Yesterday one of my widowed friends told me that her counselor said you can expect to grieve one year for every five years that you were married. She wondered what I thought of this idea. The first thing that came to mind was that since I was married to Phil for five years and two months, then I should have been done grieving his loss three and a half years ago. There have been so many times over the past nearly five years I have wished someone could tell me how long this whole healing process would take. I do understand the desire to calculate the effects of the death of a loved one on our lives, and even the desire to create some kind of measuring stick for healing, but if someone had provided me with a grief end date, I am sure I would have focused on nothing but getting to that day. If graduating from widowhood were possible, I would have taken whatever extra courses were needed to meet the early graduation deadline. And I think that I would have missed the whole point.

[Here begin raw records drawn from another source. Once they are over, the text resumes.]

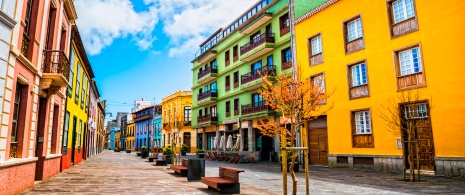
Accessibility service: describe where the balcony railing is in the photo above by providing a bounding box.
[241,65,276,85]
[240,33,275,55]
[198,66,218,80]
[42,50,71,81]
[280,26,290,36]
[282,61,292,70]
[198,113,218,123]
[198,89,218,101]
[241,101,272,115]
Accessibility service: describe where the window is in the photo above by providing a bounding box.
[10,83,24,158]
[62,111,70,147]
[199,109,203,117]
[281,47,292,63]
[210,59,217,70]
[233,99,239,115]
[210,106,217,117]
[354,111,371,134]
[351,63,367,87]
[210,82,217,92]
[81,74,86,108]
[392,0,415,24]
[404,103,428,119]
[311,73,325,94]
[233,71,239,88]
[184,106,191,122]
[252,93,263,106]
[279,13,290,36]
[67,49,75,96]
[226,101,231,117]
[251,31,261,43]
[347,18,363,42]
[395,46,425,90]
[75,63,81,103]
[399,47,422,76]
[233,45,238,60]
[78,120,82,147]
[225,75,230,91]
[225,50,230,65]
[311,36,322,56]
[251,60,262,75]
[387,0,418,37]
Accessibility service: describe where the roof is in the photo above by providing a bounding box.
[294,0,339,25]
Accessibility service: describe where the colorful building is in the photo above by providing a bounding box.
[126,116,135,150]
[294,0,465,176]
[88,80,100,157]
[61,25,95,170]
[161,91,194,152]
[153,109,162,148]
[191,0,291,160]
[134,106,156,150]
[96,100,106,153]
[0,0,77,193]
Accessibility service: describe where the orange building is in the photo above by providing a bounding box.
[294,0,465,176]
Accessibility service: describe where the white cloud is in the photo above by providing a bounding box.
[76,0,258,57]
[75,0,158,55]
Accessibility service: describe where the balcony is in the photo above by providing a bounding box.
[280,26,290,36]
[39,50,71,94]
[240,33,275,62]
[240,65,276,91]
[197,89,218,105]
[197,49,218,64]
[282,61,293,71]
[241,101,277,120]
[391,17,418,38]
[198,66,218,84]
[197,113,219,126]
[241,12,273,34]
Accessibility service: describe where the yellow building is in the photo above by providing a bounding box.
[161,91,195,152]
[61,25,95,170]
[127,120,135,150]
[294,0,465,176]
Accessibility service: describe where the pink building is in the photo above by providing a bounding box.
[0,0,77,194]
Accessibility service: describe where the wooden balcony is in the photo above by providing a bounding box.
[349,84,369,99]
[198,66,218,84]
[197,89,218,105]
[310,53,323,66]
[391,17,418,38]
[282,61,292,70]
[197,49,218,64]
[241,12,273,34]
[240,33,275,62]
[280,26,290,36]
[397,72,426,91]
[197,113,218,124]
[40,50,71,95]
[242,101,271,115]
[240,65,276,91]
[346,38,365,54]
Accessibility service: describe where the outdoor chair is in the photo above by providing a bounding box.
[247,152,256,163]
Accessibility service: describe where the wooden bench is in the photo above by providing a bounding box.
[136,152,141,157]
[201,166,244,194]
[155,155,167,166]
[148,153,158,162]
[170,159,188,176]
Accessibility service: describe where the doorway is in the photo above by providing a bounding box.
[183,132,191,152]
[308,116,328,165]
[71,116,77,165]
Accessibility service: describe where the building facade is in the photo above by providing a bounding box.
[153,110,162,148]
[294,0,465,176]
[61,25,94,170]
[191,0,291,161]
[161,91,194,152]
[88,80,100,157]
[126,115,135,150]
[96,100,105,153]
[0,0,77,193]
[134,106,155,150]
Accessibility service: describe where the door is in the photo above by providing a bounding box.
[267,55,273,69]
[183,132,191,152]
[252,61,262,74]
[308,116,328,165]
[71,117,77,164]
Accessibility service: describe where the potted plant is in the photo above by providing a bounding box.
[163,144,173,164]
[181,144,188,156]
[114,147,120,152]
[279,150,300,172]
[141,146,149,158]
[126,147,131,153]
[196,148,205,158]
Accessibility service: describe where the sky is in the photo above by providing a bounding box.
[74,0,257,121]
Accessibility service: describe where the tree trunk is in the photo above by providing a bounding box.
[407,122,415,182]
[290,151,298,195]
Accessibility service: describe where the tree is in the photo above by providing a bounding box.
[163,114,188,166]
[255,68,333,195]
[377,90,433,182]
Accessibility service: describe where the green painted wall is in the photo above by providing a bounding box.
[191,0,291,128]
[294,0,328,19]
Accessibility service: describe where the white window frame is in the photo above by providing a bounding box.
[347,18,363,42]
[351,63,367,87]
[311,36,322,56]
[404,103,428,119]
[355,111,371,134]
[398,47,422,76]
[392,0,416,24]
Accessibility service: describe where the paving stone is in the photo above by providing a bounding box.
[19,151,465,195]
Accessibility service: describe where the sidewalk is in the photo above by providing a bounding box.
[20,151,465,194]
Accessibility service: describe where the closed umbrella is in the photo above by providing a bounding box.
[212,137,216,149]
[219,135,224,150]
[226,135,233,150]
[234,134,243,152]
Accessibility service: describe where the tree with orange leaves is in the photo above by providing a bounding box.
[255,67,333,195]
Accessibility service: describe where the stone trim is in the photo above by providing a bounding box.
[0,157,38,168]
[0,10,17,28]
[45,154,62,159]
[435,157,465,161]
[328,154,402,159]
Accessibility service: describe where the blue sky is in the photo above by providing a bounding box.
[74,0,256,121]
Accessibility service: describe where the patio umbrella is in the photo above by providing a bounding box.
[212,137,216,149]
[226,135,233,150]
[219,135,224,151]
[234,134,243,152]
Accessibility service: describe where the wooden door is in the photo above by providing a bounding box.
[308,116,328,165]
[416,119,435,170]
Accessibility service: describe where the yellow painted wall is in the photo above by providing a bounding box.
[161,91,196,152]
[65,41,92,148]
[127,122,135,149]
[295,0,465,157]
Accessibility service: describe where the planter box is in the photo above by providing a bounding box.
[197,153,205,158]
[181,151,187,156]
[126,150,131,153]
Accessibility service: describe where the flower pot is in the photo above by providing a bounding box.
[197,153,205,158]
[141,150,149,158]
[166,156,172,164]
[181,151,186,156]
[126,150,131,153]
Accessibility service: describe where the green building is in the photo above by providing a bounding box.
[191,0,291,161]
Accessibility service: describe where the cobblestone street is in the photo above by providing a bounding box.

The brutal nature of grief forced me to live one day at a time. As a person who tends to jump ahead to the next thing, or tries to figure out how extra effort on my part can bring about a desired goal sooner than expected, the unpredictability of grief made living outside of the moment impossible. No other life experience has so firmly placed me in the present. When my babies were born I wasted precious time thinking about their next milestone, instead of reveling in the current one. When Phil and I were happily married I wouldn’t take the time to sit on the couch and watch a TV show with him if the laundry wasn’t finished. Accomplishments tended to be put aside as I reached for the next goal, because living in the moment was not enough. I was always focused on taking the next step.
In the aftermath of Phil’s death, the inability to go back in time paired with the lack of desire to move forward into the future without him bought me some much needed time. Time to allow the reality of his physical absence to sink into my shell shocked brain; time to figure out who I was without him; and time to slowly discover that I was strong enough to weather this devastating storm. If I’d known that I was only expected to grieve Phil’s death for one year I would have located the end date and run full speed ahead to get to the finish line. Flying past the lessons I needed to learn, the healing effects of camaraderie, the small blooming of the first flower in spring…all in order to say I was finished.
So, no, I don’t think there is a measuring stick or a formula that can predict how long a person will mourn the death of a person they love. But I do think the small markers on our own personal measuring sticks are much more important than we might suspect. I think healing happens in centimeters, and each small dash is a triumph.